B.a) … et cette interprétation correspond concrètement à une précaution (ihtiyât) :

– Garder chez soi des représentations d'êtres animés faites sur une surface (et non dans du volume) (et ne montrant ni une chose adorée, ni une chose vénérée, ni de la nudité) et non exposée sur un mur ni sur un meuble mais traînant ici et là : l'école hanafite dit que cela est permis (voir Al-Hidâya, tome 1 p. 122, Shar'h ma'âni-l-âthâr, tome 4 p. 285) ; d'autres savants comme az-Zuhrî et Abû Bakr ibn ul-Arabî disent que cela est interdit : selon leur interprétation, on ne doit garder aucune image d'un être animé, que cette image traîne par terre ou bien qu'elle soit placée sur un meuble ou un mur (voir Fat'h ul-bârî et Shar'h Muslim). Cliquez ici pour en savoir plus.
Bien que l'école hanafite permette de garder des représentations d'êtres animés qui ne sont pas mises en valeur mais traînent ici et là, des ulémas hanafites de l'Inde les ont aussi interdites : dans un pays comme le leur, où fleurit l'adoration de multiples entités et où différentes représentations d'êtres animés servent de moyen à cette adoration, c'est là la voie de la sagesse et d'une légitime précaution.

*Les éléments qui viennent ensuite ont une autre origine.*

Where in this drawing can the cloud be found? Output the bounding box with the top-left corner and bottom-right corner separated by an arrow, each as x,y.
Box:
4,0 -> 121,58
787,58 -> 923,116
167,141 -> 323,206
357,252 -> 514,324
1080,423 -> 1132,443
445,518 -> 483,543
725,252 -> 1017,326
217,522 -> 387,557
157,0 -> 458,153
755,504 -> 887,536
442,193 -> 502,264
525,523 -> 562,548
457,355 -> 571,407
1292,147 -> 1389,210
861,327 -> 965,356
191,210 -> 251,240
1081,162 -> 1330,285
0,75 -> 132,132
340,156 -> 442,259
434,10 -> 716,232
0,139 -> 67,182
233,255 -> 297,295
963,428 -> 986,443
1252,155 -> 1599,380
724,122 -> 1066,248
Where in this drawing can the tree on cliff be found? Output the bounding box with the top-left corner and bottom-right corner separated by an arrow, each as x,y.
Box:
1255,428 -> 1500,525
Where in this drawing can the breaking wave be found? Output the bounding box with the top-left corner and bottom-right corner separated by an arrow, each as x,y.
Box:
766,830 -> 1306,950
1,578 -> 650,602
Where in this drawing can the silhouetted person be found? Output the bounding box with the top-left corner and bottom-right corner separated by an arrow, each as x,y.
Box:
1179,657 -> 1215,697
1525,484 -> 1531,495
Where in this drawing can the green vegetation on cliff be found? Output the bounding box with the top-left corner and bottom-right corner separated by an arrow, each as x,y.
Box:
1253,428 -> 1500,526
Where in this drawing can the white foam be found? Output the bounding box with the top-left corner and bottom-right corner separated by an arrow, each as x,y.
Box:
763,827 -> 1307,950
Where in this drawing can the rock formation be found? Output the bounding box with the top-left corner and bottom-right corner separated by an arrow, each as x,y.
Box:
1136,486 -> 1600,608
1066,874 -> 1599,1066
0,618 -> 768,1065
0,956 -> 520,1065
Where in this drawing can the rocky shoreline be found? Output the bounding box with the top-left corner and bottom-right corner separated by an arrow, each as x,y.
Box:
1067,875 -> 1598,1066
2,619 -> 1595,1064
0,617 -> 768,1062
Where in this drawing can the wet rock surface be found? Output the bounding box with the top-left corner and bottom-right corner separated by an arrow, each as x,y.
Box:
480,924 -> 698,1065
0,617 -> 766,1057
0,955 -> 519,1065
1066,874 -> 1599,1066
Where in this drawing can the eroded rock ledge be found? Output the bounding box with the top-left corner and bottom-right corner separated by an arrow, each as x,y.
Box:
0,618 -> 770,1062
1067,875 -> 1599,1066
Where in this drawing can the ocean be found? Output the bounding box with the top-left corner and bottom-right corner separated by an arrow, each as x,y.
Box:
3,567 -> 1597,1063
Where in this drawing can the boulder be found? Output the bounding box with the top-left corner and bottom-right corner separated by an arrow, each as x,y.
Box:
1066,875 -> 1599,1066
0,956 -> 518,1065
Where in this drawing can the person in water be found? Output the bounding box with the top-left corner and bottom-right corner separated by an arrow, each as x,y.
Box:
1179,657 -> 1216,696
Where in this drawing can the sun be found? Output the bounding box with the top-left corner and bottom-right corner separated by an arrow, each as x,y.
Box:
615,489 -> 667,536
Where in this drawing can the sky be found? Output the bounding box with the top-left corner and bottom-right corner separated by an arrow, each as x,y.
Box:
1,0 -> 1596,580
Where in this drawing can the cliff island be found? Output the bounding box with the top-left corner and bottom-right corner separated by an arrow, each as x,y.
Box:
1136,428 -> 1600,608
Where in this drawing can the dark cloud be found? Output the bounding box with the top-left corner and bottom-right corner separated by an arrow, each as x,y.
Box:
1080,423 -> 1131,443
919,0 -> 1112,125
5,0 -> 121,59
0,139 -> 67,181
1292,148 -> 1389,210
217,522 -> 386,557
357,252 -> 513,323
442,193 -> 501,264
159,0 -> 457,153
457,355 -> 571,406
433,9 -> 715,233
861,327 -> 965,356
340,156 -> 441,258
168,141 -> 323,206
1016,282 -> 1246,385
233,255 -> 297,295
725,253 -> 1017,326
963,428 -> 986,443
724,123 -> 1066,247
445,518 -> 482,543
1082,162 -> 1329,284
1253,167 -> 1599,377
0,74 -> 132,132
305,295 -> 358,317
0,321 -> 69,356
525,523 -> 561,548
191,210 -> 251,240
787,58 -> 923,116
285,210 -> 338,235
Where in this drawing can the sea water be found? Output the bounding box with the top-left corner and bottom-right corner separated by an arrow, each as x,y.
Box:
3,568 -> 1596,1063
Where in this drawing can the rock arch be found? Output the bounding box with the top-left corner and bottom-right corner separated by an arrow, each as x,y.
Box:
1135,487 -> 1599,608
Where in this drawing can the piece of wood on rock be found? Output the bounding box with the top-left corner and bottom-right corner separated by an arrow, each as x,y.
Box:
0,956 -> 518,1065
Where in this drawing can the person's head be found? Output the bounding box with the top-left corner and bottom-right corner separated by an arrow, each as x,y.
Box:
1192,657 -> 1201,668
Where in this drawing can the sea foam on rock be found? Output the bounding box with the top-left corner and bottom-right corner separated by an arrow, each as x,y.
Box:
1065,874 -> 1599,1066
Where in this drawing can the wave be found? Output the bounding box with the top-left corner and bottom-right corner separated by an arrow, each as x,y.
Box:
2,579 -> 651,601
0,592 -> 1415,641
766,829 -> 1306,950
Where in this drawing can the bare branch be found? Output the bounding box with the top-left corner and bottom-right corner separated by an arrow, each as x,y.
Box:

– Si l'interdiction de la spéculation (ihtikâr) fait l'unanimité chez les savants, il y a divergence entre ceux-ci à propos de la question de savoir à propos de quels types de marchandises le cas de spéculation est-il avéré ; ainsi, d'après Abû Hanîfa, l'interdiction de la spéculation ne concerne que les matières alimentaires ; selon Abû Yûssuf, par contre, cette interdiction concerne toute marchandise dont la cité a besoin et que le fait de ne pas vendre cause du tort aux habitants de cette cité (Al-Hidâya, tome 2 pp. 454-455). Par rapport au monde contemporain, où les écarts de niveaux de vie sont très marqués entre différentes classes sociales, certains savants ont donné préférence à l'avis relaté de Abû Yûssuf (voir Al-ijtihâd ul-mu'âssir, pp. 31-32).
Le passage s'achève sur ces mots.